Una RCP sin resultados.

Un juez.

Un cuerpo sin vida metido en una bolsa.

Un levantamiento del cadáver.

Un sicario observando desde la lejanía.

     Una vez el cuerpo de Adrián yacía sin vida en la camilla del anatómico forense, se dirigió a la casa de los señores que le habían realizado el encargo, quinto piso, letra B. Cruzó el umbral de la puerta y allí le esperaba una mujer con los ojos anegados en lágrimas; algunas se precipitaban al suelo una vez que alcanzaban sus mejillas mientras que otras conseguían alcanzar la comisura de sus labios. Al fondo del salón, su marido sentado en una butaca, desconsolado.

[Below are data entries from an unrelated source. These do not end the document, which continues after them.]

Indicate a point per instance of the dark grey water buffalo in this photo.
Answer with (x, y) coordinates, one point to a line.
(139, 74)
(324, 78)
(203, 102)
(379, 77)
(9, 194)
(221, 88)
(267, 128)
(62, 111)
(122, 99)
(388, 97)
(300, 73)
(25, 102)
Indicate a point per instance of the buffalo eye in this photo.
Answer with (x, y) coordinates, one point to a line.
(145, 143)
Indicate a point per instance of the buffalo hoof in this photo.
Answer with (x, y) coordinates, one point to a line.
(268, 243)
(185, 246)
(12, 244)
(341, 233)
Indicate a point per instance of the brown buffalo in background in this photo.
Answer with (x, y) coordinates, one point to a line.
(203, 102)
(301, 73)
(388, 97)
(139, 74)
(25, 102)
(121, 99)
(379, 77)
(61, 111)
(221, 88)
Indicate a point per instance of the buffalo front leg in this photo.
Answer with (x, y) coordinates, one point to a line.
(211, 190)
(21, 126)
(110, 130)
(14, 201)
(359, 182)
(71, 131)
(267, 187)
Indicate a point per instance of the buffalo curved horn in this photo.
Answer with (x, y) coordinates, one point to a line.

     La señora le entregó la otra mitad del dinero acordado por el asesinato.

       No pocas veces sus clientes se habían arrepentido de contratar sus servicios, pues la muerte no tiene plazo de devolución ni garantía de dos años, pero en este caso, el dolor que veía en los ojos de la señora iba más allá del arrepentimiento o la culpa.

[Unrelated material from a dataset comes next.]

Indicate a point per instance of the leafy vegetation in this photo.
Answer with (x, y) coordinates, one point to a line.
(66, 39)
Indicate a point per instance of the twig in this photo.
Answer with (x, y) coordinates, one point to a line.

     El sicario miró a su alrededor y lo vio, vio al hombre que acababa de asesinar reflejado en varios marcos de fotografías que decoraban las paredes del salón, cubiertas de un viejo y descolorido papel pintado. Cogió uno de los marcos, sopló el polvo acumulado y lo sostuvo entre sus manos mientras se perdía en la mirada de un Adrián veinte años más joven.

- Mi hijo, mi hijo... - comenzó a repetir la señora entre sollozos. – Mi hijo...

- ¿Era...era su-su hi-hijo? – tartamudeó el sicario.

La señora asintió.

- ¿Pero por qué?

- Nos torturaba, nos torturaba todas las noches, - consiguió balbucear la señora mientras un hilo de saliva caía por su boca.

- ¿Su hijo les torturaba?- preguntó sin despegar los ojos de la foto.

- Él nos pidió que lo hiciéramos...

- ¿Su hijo les pidió que le asesinaran? – preguntó desconcertado el sicario que cada vez entendía menos la conversación que mantenía con la señora, de quién pensó que quizá estaba apoderándose la demencia senil.

- Todas las noches – corroboró el marido con un fino hilo de voz – Nos torturaba en sueños pero el dolor era real, nos pedía que lo hiciéramos, que le matásemos...que se encontraba muy solo, pero no podíamos, no con nuestras propias manos...pero no podemos más con esta situación.

- ¿Adrián les pidió que acabaran con su vida?

- Adrián, no, él - dijo la señora señalando a un marco que estaba en la mesilla de salón.

     El sicario se acercó y cogió el marco, dentro, una ecografía de dos bebés con sus nombres escritos, Adrián y Martín. Al lado del nombre de Adrián estaba escrita la fecha de nacimiento, al lado del nombre de Martín la misma fecha y una cruz.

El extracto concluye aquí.